TWELVE years after watching Derry City hold his beloved Paris St Germain to a scoreless draw in the UEFA Cup at Brandywell Stadium, French football coach Gilles Dary has returned to the scene with his Foyle Cup squad.
In 2006 Gilles was one of a small band of PSG supporters who travelled to cheer on their team which boosted Portuguese striker, Pauleta, as part of the ‘Irish Clan’ section of the French club’s fanbase.
The Parisiens went on to progress to the Group Stages after a 2-0 win at the Parc des Princes in the French capital as Gilles and his compatriots provided refreshments and a welcome party for some of the travelling fans from Derry.

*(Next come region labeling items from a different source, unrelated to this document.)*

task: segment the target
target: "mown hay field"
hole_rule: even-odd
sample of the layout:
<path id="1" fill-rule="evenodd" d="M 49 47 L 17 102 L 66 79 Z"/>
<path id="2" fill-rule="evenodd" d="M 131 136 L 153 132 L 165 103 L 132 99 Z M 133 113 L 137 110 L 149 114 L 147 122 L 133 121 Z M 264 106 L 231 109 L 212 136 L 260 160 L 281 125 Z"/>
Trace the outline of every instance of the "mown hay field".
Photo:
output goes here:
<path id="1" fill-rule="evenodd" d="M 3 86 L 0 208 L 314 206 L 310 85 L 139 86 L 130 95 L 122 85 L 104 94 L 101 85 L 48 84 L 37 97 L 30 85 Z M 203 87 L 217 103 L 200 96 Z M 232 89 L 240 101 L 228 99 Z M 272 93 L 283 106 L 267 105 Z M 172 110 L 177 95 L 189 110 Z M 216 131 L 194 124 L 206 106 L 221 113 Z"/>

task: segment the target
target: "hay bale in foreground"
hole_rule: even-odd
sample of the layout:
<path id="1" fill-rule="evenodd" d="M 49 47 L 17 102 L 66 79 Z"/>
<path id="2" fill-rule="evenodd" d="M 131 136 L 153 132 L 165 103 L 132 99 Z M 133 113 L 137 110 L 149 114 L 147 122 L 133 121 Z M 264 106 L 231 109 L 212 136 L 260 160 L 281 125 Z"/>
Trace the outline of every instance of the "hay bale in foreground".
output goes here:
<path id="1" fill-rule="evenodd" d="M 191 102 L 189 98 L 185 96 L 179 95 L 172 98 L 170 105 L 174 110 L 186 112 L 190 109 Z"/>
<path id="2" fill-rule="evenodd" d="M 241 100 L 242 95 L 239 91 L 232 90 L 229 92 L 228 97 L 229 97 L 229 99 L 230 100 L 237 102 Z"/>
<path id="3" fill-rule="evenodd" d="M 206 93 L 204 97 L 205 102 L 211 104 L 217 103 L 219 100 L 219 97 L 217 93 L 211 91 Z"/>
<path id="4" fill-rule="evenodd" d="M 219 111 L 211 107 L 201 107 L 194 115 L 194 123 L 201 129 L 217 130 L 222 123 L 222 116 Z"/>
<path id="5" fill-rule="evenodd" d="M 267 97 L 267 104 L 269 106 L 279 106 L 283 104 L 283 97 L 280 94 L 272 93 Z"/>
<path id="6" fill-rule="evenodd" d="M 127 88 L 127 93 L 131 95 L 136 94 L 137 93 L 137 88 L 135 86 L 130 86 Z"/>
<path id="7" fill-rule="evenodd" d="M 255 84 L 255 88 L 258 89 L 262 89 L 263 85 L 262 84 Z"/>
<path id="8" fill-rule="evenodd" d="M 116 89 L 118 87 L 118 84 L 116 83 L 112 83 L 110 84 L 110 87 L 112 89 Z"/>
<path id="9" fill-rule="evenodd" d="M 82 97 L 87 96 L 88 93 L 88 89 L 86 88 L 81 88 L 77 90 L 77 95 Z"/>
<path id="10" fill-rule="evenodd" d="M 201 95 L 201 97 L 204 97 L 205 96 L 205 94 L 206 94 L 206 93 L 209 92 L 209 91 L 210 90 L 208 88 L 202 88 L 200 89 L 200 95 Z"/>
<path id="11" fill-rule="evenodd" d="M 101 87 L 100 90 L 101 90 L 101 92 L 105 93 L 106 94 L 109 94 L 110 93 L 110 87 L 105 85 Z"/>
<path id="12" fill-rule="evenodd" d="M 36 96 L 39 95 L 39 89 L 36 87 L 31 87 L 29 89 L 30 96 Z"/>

“I am a supporter of Paris St Germain and I went to Derry 12 years ago to see the game against Derry City,” he explained. “There was a group of us called the ‘Irish Clan’. We were friends with the Celtic supporters and the guys from Derry and that’s why we were at the match.
“We then welcomed all the people from Derry who came for the return game,” recalled Gilles. “We offered them beer and drinks etc. It was not opponents but friends coming home.”
It was an experience Gilles has fond memories of and last year he got the chance to return to the city with his U13 youth team, Les Dragons de la Vaucouleurs to take part in their first Foyle Cup tournament.
They returned for this week’s tournament as the sole representatives from World Cup winning nation, France as they proudly carried the French tricolour through the streets of Derry, chanting ‘Allez les Bleus!’ and singing ‘La Marseillaise’ at Tuesday’s parade which marked the start of the 2018 O’Neills sponsored event.
The Dragons have certainly brought their own vibrant colour and energy to the week-long festival of football and their bond with the maiden city is growing stronger.
Indeed, the Dragons have now formed a group named the ‘French Foyle Friends’ which is aimed at showcasing Derry and Donegal to the people of France.
“It’s a very good experience last year but this year is much better,” said Gilles. “This is the way football should be - a mix of people and mix of culture.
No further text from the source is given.